I’ll lump together the next few talks - and I’ve skipped some entirely (no reflection on the quality) but they were interesting experience reports. Ranging from Marks and Spencers who went from being stuck in the mud where good people were leaving to pushing Developer Experience (DevEx) so far that new joiners can commit on the first day. There was Sophie from UCL who reported that the pandemic had been the force for agile change and how they were able to bring DevOps to university and Stephen Magill who also used history to illustrate how crisis drives regulation, culminating with Log4j driving us to SBOM and Cambridge Analytica to GDPR.
Never let a good crisis go to waste
Churchill’s quote (as used by Stephen) provides a great way of linking those three together. And it’s true, I often find that the only time something gets done, is when something went wrong. You could argue, failure is not an option, it is inevitable. But it’s how we react, what we learn from it that shows what we’re made of.
We’re doing quotes now?
There are two further quotes that I’d like to highlight
No roles, only role models
Topo Pal described what made him decide to go to Fidelity. I think that’s a great quote as it shows the importance of working together and treating each other as humans, not a hierarchy. I am a fan of flat structures. (shameless plug: Equal Experts is pretty good at that too - something that the name suggests)
And lastly, it was Jon Smart’s turn for a little history lesson, starting from the first tribes (not the Spotify ones, the prehistoric ones), via the industrial revolution to soulless cubicle farms led us down the garden path of silos.
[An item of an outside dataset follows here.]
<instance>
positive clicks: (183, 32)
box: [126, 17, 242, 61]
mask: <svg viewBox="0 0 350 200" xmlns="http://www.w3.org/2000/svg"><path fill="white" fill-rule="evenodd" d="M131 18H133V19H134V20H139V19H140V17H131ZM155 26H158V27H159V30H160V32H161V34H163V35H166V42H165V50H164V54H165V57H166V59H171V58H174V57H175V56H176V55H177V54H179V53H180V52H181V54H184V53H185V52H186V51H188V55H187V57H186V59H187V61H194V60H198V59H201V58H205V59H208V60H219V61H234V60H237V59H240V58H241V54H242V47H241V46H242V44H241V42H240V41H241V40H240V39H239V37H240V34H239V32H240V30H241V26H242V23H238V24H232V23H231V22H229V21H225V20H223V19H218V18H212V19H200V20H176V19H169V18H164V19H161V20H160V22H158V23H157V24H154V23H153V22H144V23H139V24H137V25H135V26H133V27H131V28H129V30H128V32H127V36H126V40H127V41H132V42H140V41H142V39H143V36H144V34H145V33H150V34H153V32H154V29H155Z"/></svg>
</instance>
Incentives Eat Everything Continuously
Humans are driven to
- Seek incentives
- Avoid threats
And so much can be explained by this. From office politics, to promoting useless colleagues away from where they can do damage, to the fight shadow IT and real IT.
Final Thoughts
There has to be a Better Values Sooner Safer Happier way! I think that’s what made me think at Schipol airport. I thought, Schipol is much bigger than Manchester, so it’s going to be a nightmare. I’ll be stuck at security for ages, and will probably have to walk miles and miles to get from the entrance to the gate. But for all its size, it felt smaller, easier and friendlier. And I think there’s a lesson there. No matter how big the company, it is always possible to organise such that teams are smaller. It is not a given that big corporations are massive behemoths that can’t change direction easily and have layer upon layer of hierarchy shouting at you what to do.
Be smaller, be more agile, be faster. Be more Schipol!